Incident Driven Learning

2 minute read

I recently had an interesting chat with some friends about our experiences in the industry and some of the fun work we’ve been doing.

One topic that caught my attention was the costly mistakes we’ve made in the past that negatively impacted the systems we were responsible for and could have cost us our jobs on a bad day. For instance, one friend shared how a fintech company almost went bankrupt due to an introduced bug, and another mentioned how a mobile app crash affected a certain percentage of customers. I remember almost losing clients’ data due to a data hack earlier in my career (premium tears).

One attribute we all shared in common was how we learned from those experiences, which became the foundation for much of the knowledge we’ve acquired.
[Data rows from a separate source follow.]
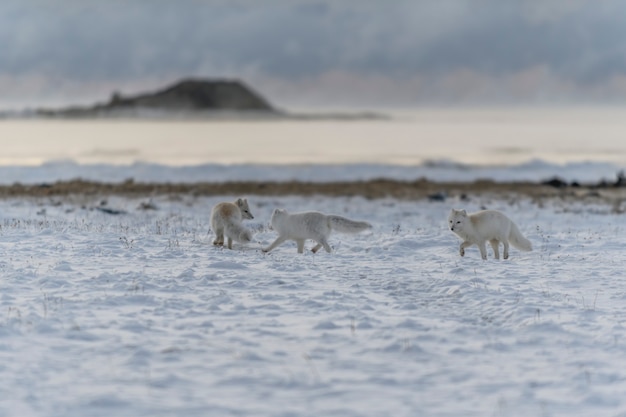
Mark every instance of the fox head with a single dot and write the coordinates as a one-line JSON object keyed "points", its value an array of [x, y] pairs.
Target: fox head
{"points": [[457, 219], [242, 203]]}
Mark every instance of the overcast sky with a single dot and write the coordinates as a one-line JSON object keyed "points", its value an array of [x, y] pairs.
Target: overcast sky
{"points": [[326, 52]]}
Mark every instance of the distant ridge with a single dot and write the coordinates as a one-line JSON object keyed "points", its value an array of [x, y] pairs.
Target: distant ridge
{"points": [[186, 96], [189, 98]]}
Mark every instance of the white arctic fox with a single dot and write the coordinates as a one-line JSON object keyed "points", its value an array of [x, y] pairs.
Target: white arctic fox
{"points": [[310, 225], [226, 221], [487, 226]]}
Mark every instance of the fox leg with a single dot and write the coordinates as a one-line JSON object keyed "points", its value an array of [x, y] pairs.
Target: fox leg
{"points": [[463, 246], [494, 245], [279, 240], [483, 250], [320, 243]]}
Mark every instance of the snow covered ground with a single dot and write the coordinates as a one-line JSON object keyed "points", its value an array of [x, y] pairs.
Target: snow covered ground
{"points": [[137, 314]]}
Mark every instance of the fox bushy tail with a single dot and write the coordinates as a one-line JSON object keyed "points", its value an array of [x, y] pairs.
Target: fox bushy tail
{"points": [[238, 233], [343, 225], [518, 240]]}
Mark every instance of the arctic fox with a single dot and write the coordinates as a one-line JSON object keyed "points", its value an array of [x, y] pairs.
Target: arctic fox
{"points": [[310, 225], [487, 226], [226, 221]]}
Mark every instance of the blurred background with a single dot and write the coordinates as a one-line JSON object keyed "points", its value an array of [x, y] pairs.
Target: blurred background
{"points": [[478, 82], [318, 53]]}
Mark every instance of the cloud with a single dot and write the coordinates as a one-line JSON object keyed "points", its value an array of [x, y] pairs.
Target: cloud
{"points": [[469, 50]]}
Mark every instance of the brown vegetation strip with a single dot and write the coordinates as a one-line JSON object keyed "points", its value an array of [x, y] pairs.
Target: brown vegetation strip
{"points": [[374, 189]]}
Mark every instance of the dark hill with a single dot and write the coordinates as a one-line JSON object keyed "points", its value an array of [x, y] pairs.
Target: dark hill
{"points": [[198, 95], [189, 96]]}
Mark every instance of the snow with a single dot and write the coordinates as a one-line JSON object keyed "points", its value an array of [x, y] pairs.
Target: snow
{"points": [[139, 314], [535, 170]]}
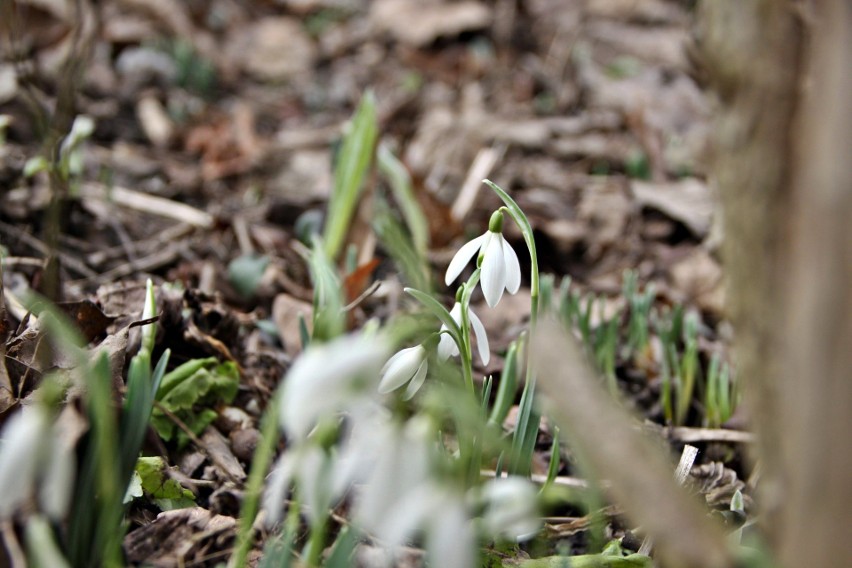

We were fortunate to work in environments that approach mistakes in a blameless manner.

I can still recall the fear and panic during my probation when I took a Tier 2 system offline for a few minutes; it wasn’t funny. Thankfully, I had a senior colleague who calmly took on the responsibility of resolving the issue, making me feel calm throughout the process.

In recent times, I’ve been “privileged” to be partly responsible for incidents, learning how not to break things or, better yet, how to build systems that seldom fail. The most empathic engineers I’ve met are those with several such experiences. No wonder they are approachable and eager to help—understanding how even the best of us make mistakes, regardless of tenure or rank.

In summary, embrace and learn from your mistakes. Look forward to them as badges of honor for the trade. Not everyone is privileged to break a production system (haha).

PS: Which of these scenarios is easier to accomplish? (a) Avoid breaking a system, or (b) Avoid building a system that breaks.